The results highlight a number of issues for review that are linked to the promotion of the long-term sustainable success of listed businesses. Key findings include:
- More time should be devoted by investors to better understanding how the boards of listed companies in which they own shares operate in practice rather than their just relying on a desktop review of their corporate governance.
- Attention needs to be paid to adapting national governance codes to deal with challenges stemming from the existence of dominant shareholders, or small groups of shareholders collectively having a dominant share of the total shareholder vote especially in countries where they are prevalent.
- The role of proxy advisors is raising new challenges for the flexibility offered by the ‘comply or explain’ approach, since they are tending to expect companies to ‘comply’ rather than ‘explain’ regardless of the circumstances. Due to the concentration in the market for proxy advice, they may indirectly gain at least a blocking minority of votes which will hinder the necessary tailoring of governance practices to a company’s specific circumstances.
Commenting on the survey report, Lutgart Van den Berghe, Board member of ecoDa said ‘Board members, investors and regulators all have their part to play in fostering an ecosystem that promotes long-term sustainable success for the benefit of all stakeholders in listed companies and wider society.
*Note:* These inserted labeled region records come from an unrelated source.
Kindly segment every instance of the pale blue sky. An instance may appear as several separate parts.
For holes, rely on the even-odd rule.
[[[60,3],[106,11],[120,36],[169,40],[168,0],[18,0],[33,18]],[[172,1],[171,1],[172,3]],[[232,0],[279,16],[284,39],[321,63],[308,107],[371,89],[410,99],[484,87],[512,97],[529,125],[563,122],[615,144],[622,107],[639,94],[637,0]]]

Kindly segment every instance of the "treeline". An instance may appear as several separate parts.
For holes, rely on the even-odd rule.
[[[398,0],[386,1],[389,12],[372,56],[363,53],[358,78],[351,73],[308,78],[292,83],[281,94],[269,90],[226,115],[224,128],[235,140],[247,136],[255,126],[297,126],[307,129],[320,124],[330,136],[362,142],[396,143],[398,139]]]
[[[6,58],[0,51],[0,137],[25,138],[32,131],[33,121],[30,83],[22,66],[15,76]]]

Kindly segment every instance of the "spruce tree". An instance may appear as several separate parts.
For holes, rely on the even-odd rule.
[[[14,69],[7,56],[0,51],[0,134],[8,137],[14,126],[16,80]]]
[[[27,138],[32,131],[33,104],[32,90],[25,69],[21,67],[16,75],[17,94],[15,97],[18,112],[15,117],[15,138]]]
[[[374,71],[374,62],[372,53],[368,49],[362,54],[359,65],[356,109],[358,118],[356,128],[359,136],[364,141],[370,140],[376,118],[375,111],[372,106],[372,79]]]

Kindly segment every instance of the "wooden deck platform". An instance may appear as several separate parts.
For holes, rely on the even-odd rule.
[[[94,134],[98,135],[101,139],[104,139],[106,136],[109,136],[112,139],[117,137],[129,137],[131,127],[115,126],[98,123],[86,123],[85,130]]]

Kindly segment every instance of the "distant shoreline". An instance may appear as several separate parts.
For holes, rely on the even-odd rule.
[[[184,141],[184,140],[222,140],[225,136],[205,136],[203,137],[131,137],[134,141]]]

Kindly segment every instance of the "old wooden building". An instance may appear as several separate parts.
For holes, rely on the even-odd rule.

Targeting full compliance will not, in itself, raise the bar higher for effective corporate governance'.
Anthony Carey, Board Practice Partner at Mazars added ‘More emphasis should be placed on how boards are operating in the real world and not just on paper. Building an engaged board with high levels of both support and challenge for the executive team requires constant attention but is crucial if the businesses the boards are leading are to achieve their full potential’.
- The survey covered 130 companies across 11 countries (Belgium, France, Germany, Greece, Ireland, Italy, The Netherlands, Poland, Spain, Sweden and the UK)
- Findings from the survey included:
- 83% of companies surveyed had revised their corporate governance model in the last financial year mainly as a result of changes in the corporate governance code they were applying or in European Union or national law. Of companies not revising their code, family-owned companies were in the majority.
- 76% of board members considered corporate governance was of interest to their shareholders though almost a quarter (the remaining 24%) did not believe their shareholders were really interested in governance matters. The main topics discussed with investors were remuneration (40%) and the nomination of board members (40%).
- 59% of companies surveyed had made use of the flexibility provided by the ‘comply or explain’ approach. Just under half of boards (48%) think additional guidance on ‘comply or explain’ would be helpful to promote high quality explanations, offer clear guidelines or to provide more information on best practice.